Objetivo A clinodactilia é uma deformidade congênita da mão, caracterizada por desvio angular coronal, podendo ocorrer em polegares ou dedos. O tratamento cirúrgico é indicado para angulações severas. Dentre as técnicas descritas, uma das opções consiste no alinhamento ósseo, através de osteotomia em cunha de adição da falange anômala. Essa manobra de alinhamento gera uma dificuldade de cobertura cutânea, juntamente com a tensão das partes moles no lado côncavo da deformidade. Sendo assim, algum tipo de retalho cutâneo é necessário para o fechamento adequado da ferida cirúrgica.

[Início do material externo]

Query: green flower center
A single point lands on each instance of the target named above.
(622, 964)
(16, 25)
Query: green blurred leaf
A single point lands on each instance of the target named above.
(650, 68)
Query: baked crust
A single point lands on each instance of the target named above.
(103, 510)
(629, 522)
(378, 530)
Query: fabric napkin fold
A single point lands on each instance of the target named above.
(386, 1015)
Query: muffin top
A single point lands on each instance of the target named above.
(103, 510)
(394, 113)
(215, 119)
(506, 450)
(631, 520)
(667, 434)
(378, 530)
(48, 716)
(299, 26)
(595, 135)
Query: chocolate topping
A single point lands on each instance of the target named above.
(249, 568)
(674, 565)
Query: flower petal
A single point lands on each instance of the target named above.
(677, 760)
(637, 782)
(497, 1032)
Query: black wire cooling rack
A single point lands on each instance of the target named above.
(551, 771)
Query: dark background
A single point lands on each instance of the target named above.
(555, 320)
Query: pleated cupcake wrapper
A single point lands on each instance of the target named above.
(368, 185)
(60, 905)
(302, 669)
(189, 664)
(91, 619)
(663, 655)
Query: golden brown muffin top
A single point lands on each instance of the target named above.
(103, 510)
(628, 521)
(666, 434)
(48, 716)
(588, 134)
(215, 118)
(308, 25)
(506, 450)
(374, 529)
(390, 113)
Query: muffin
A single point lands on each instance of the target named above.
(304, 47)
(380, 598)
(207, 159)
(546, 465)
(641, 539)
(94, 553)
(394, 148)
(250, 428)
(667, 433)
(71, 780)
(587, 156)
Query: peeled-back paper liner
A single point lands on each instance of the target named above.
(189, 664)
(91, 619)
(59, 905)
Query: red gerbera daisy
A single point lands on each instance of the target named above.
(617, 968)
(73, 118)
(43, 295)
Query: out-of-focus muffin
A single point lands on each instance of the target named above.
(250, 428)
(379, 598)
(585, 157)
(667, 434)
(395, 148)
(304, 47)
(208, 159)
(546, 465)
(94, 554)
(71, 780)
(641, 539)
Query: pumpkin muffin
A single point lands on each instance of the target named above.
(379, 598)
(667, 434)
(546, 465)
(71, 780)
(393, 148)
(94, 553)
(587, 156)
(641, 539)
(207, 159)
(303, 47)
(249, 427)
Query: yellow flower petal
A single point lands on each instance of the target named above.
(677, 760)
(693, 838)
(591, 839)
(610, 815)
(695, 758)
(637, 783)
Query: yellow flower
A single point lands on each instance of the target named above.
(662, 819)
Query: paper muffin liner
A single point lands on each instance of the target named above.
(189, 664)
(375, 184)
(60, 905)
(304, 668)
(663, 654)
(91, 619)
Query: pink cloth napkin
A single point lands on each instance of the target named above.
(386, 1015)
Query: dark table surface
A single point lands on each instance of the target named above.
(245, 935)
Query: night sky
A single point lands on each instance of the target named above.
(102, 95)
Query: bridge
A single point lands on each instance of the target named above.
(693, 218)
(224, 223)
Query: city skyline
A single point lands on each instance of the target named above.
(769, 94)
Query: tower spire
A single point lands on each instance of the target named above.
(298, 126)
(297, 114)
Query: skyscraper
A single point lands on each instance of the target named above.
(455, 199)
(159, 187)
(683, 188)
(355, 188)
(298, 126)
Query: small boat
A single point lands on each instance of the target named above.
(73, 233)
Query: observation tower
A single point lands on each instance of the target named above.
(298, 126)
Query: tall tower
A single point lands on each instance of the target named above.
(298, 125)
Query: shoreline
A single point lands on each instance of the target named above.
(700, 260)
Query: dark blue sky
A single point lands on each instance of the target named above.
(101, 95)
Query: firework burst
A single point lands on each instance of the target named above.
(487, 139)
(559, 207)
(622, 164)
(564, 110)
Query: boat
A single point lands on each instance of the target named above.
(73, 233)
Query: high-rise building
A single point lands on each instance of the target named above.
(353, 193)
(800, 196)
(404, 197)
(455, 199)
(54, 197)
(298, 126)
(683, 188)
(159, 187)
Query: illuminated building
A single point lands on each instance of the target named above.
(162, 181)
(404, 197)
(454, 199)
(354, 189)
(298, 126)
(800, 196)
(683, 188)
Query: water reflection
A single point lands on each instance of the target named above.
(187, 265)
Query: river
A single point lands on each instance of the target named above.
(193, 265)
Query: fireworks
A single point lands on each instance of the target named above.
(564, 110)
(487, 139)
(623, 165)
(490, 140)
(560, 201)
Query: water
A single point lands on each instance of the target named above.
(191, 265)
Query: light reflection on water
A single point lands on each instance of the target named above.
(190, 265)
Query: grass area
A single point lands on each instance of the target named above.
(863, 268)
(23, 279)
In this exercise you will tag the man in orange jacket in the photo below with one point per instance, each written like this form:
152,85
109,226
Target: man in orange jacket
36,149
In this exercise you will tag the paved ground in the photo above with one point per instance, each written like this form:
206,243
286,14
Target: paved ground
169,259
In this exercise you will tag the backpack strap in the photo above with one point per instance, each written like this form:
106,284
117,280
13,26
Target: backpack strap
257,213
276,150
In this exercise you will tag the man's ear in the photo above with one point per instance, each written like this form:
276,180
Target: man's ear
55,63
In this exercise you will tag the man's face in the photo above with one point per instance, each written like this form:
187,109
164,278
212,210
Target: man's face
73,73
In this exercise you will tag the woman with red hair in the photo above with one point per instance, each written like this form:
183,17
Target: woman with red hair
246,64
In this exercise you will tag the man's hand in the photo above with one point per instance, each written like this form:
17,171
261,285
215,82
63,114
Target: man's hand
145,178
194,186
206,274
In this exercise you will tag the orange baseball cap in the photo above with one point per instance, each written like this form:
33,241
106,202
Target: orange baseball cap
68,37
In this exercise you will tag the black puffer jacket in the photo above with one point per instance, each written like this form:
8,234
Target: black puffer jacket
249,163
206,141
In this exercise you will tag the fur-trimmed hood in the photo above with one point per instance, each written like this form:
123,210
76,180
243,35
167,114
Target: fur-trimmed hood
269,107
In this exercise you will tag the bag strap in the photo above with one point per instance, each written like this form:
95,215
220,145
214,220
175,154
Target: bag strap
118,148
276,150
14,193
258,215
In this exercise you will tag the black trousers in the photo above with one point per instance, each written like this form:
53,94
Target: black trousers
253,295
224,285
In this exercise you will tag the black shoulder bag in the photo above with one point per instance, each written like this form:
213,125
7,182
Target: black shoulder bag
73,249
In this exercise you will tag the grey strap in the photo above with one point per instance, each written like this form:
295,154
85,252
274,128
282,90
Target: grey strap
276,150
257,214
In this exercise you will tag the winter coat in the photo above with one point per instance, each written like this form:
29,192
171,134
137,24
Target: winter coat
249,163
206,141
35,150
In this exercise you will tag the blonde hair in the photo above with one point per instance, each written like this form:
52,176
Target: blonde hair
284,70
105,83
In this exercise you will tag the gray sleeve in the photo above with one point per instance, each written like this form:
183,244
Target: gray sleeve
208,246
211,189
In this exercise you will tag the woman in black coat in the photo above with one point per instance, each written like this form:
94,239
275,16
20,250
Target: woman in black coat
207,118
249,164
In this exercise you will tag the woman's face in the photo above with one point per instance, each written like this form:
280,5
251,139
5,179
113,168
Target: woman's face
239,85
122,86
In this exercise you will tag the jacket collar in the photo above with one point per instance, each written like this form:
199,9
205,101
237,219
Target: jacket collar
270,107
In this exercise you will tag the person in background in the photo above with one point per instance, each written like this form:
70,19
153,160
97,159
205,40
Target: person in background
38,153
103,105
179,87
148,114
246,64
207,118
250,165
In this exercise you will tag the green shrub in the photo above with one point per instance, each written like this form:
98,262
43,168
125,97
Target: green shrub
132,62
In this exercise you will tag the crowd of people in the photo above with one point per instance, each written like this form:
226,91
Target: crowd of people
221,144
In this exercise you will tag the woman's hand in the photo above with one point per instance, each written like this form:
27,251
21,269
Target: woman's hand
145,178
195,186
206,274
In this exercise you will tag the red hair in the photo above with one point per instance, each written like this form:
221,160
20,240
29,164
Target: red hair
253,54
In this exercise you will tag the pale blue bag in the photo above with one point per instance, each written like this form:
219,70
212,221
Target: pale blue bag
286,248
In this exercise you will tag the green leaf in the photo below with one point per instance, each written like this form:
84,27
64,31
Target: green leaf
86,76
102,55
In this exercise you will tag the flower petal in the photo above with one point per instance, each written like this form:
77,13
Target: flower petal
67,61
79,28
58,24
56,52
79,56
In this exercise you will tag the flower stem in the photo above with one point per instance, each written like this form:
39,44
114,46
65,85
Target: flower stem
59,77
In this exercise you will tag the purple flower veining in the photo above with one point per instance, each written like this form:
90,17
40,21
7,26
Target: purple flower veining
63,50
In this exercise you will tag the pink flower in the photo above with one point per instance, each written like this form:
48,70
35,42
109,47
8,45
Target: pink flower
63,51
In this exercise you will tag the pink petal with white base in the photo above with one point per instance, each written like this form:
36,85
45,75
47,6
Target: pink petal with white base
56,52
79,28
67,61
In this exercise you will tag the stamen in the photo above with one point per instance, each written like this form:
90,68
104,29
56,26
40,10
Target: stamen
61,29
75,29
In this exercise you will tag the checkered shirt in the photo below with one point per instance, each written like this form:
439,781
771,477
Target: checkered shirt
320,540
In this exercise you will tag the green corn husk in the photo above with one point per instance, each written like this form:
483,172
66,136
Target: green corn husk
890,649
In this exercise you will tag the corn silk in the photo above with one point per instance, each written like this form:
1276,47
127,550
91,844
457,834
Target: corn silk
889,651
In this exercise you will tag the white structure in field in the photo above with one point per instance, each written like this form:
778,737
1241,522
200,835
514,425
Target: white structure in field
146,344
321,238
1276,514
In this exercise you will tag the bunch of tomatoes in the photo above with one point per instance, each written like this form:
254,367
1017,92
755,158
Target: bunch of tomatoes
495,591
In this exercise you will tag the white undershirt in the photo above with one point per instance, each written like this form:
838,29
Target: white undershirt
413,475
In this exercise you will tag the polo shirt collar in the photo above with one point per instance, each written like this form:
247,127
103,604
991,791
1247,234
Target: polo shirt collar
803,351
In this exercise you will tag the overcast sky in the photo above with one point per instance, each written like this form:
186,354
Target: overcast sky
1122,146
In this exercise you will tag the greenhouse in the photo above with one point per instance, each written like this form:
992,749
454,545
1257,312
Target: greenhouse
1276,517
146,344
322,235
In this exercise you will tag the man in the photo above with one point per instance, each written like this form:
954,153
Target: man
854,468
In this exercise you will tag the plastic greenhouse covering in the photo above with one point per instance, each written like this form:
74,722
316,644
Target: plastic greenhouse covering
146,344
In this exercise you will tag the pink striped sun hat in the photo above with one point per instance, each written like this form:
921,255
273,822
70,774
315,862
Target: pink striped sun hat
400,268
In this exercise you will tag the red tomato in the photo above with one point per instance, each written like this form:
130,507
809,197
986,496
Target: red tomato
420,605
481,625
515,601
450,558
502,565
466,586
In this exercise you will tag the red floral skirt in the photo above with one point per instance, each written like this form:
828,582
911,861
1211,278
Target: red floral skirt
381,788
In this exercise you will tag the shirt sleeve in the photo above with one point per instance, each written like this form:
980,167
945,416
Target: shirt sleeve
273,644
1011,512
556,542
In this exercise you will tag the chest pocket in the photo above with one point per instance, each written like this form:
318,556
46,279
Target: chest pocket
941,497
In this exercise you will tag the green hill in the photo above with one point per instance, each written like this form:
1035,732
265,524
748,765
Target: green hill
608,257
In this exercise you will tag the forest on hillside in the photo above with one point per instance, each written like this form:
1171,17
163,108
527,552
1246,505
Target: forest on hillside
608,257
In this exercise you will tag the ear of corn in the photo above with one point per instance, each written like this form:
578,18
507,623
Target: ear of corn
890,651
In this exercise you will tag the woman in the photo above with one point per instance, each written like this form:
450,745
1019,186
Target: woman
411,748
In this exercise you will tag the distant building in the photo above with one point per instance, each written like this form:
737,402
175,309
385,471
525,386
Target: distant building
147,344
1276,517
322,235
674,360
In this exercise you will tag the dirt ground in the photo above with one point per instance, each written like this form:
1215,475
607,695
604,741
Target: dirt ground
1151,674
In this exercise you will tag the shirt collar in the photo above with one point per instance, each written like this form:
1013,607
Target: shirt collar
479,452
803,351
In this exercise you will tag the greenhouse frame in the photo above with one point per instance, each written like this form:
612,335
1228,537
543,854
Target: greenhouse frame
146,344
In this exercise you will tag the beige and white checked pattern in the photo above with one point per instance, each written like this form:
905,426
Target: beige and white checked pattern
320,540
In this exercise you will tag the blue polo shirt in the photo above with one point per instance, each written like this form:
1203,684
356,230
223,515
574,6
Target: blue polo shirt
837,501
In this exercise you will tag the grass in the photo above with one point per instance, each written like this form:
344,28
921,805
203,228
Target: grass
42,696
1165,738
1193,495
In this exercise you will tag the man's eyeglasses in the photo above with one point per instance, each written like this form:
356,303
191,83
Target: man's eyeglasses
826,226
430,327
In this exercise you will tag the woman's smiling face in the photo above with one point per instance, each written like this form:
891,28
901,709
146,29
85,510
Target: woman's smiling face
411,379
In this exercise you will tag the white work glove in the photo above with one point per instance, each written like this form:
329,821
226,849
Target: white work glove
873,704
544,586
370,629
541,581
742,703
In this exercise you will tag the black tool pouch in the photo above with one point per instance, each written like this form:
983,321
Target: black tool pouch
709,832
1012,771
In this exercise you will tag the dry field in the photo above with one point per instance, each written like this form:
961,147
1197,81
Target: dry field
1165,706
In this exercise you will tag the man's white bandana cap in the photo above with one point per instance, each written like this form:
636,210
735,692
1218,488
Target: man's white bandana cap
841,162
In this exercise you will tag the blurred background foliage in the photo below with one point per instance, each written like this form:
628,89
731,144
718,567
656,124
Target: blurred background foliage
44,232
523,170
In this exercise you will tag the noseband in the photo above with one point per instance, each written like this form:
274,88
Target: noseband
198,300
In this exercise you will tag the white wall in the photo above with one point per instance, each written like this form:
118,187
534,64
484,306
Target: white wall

Objetivamos demonstrar a técnica citada e avaliar os resultados do retalho bilobado no tratamento das clinodactilias da mão.

Métodos Estudo retrospectivo entre janeiro de 2008 e janeiro de 2015. Foram incluídos cinco pacientes no estudo, nove dedos foram submetidos à cirurgia. Tiveram indicação cirúrgica os pacientes com desvios angulares nos dedos acima de 30 graus. Não foram excluídos do estudo os pacientes com deformidades no polegar, nem aqueles com deformidades associadas a síndromes. Foram avaliados os resultados funcionais e estéticos com o uso desta técnica, assim como as complicações e o grau de satisfação dos familiares.

Resultados Todos os pacientes apresentaram resultados funcionais e estéticos satisfatórios, com cicatrização cutânea média de 18,6 dias. Entre os nove dedos submetidos à cirurgia, apenas um dos pacientes apresentou comprometimento vascular na porção distal do primeiro lobo do retalho, porém sem necrose ou necessidade de qualquer procedimento adicional. Os pacientes foram acompanhados durante um intervalo mínimo de 12 meses. Nenhuma deformidade ocorreu durante o período de observação.

Conclusão O uso do retalho bilobado no tratamento das clinodactilias da mão é uma boa opção para cobertura cutânea após a realização de osteotomia.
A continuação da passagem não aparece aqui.